Fouille d'un puits antique

Au mois de mars 2015 a été fouillé, par une équipe de l’UMR5140 « ASM » de Lattes-Montpellier/LabEx Archimede et l’association « Archéopuits » (J.-M. Fémenias), un puits antique d’une profondeur de 23 m, dont le comblement très riche a livré une série de restes et d’objets tout à fait extraordinaire.

 

Un site un peu énigmatique

Site de fouille du puits

Le puits est situé dans l’emprise du grand établissement gallo-romain de l’Auribelle à Pézenas (Hérault) qui appartient à un probable quartier périphérique d’une agglomération antique établie sur la rive gauche de la rivière Peyne, au pied de l’oppidum protohistorique de Saint-Siméon. Le site de l’Auribelle a fait l’objet, entre 2000 et 2004, d’une fouille programmée réalisée par une équipe du CNRS dirigée par S. Mauné et R. Bourgaut.

L’établissement se caractérise par des activités artisanales spécifiques — tabletterie et production d’objet en acier — et par la présence de thermes et d’un grand moulin hydraulique alimenté par un aqueduc.

 

Une fouille délicate

L’opération menée en 2015 a nécessité la mise en place d’une imposante structure de sécurité et le recours à de puissants dispositifs de pompage pour assurer l’évacuation de l’eau boueuse.

 

 

 

 

 

 

 

 Après la fouille de 13 m de sédiments constituants le colmatage du puits lié à son abandon et dans lequel ont été notamment retrouvés l’un des blocs monolithiques de sa margelle, ainsi que les restes de plusieurs dolia, le premier niveau de fonctionnement est apparu sous la forme d’un ensemble de six vases de puisage.

 

 

Ce lot de cruches entières surmontait 10 m de comblement où alternaient couches de fonctionnement et niveaux de dépotoir ou de dépôts organisés et volontaires.
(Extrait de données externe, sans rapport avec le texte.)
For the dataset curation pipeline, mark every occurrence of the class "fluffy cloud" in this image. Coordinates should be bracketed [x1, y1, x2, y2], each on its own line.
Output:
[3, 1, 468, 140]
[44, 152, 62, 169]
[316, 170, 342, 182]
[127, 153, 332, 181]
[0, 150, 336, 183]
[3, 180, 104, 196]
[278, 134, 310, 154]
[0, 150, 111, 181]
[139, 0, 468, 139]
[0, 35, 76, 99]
Ces derniers interrogent sur l’histoire de ce puits, tout comme la présence de restes humains.

 

 

 

 

 

 

La mise en place d’une plateforme de traitement des sédiments a permis de recueillir la totalité des objets qui ont bénéficié de mesures de traitements de conservation spécifiques, avant restauration.

 

 

 

Un travail de longue haleine

Le mobilier recueilli, en excellent état de conservation, est très abondant et comprend plusieurs centaines de vases et d’amphores, de la vaisselle en bronze, une vingtaine de monnaie, une quinzaine de lampes à huile, de la vaisselle en verre, des dizaines d’objets en métal, près de 200 objets en bois gorgés d’eau, des restes de végétaux en tout genre, de nombreux ossements de faune ainsi que de très importants lots de pépins de raisin, de noix et de noyaux de pêches.

 

Une équipe pluridisciplinaire associant des chercheurs de plusieurs laboratoires du CNRS et des universités de Montpellier 2 et 3 s’est rapidement constituée pour travailler sur cet ensemble, exceptionnel à plus d’un titre et qui va nécessiter plusieurs années d’effort.

 

Des résultats neufs et prometteurs

Dans l’état actuel des recherches, ces lots stratifiés, dont le séjour dans l’eau, à l’abri de l’oxygène et de la lumière, a favorisé la conservation, s’échelonnent de la seconde moitié du IIe s. jusqu’au milieu du IIIe s.  Ils révèlent un pan totalement inconnu des pratiques et usages domestiques ou artisanaux à l’époque antique, grâce notamment à la mise à jour d’objets en bois de typologie inconnue. Ils ouvrent également de nouvelles perspectives d’études, en particulier en ce qui concerne la recherche sur l’ADN ancien, grâce à la présence de restes organiques de végétaux.

 

Ils invitent aussi à reconsidérer la fonction magico-religieuse des puits, déjà pressentie mais jamais mise en évidence de façon aussi nette. En effet, M. Feugère (CNRS, UMR5138-Lyon), chargé de l’étude des petits mobiliers métalliques a identifié parmi les objets en plomb, quatre defixiones qui sont des tables d’exécrations.

 

 

Roulées ou pliées, ces fines plaquettes de plomb portent, incisés en lettres cursives, des textes à vocation magique destinés à attirer le malheur sur des personnes, nommément citées. Ces textes sont en cours d’édition par M. Feugère et P.-Y. Lambert (CNRS, UMR8546-AOROC, Paris), tout comme ceux apparus sur des tablettes à écrire en bois ou présents sous la forme de graffitis, sur une grande partie des vases à puiser. Ils devraient beaucoup apporter à la compréhension de la fonction et de la nature précises de l’établissement de l’Auribelle, livrer aussi une longue liste d’anthroponymes et peut-être même révéler le nom de l’agglomération.

 

Ces recherches constituent une Action de l’axe 3 « Économie et environnement » du LabEx ARCHIMEDE.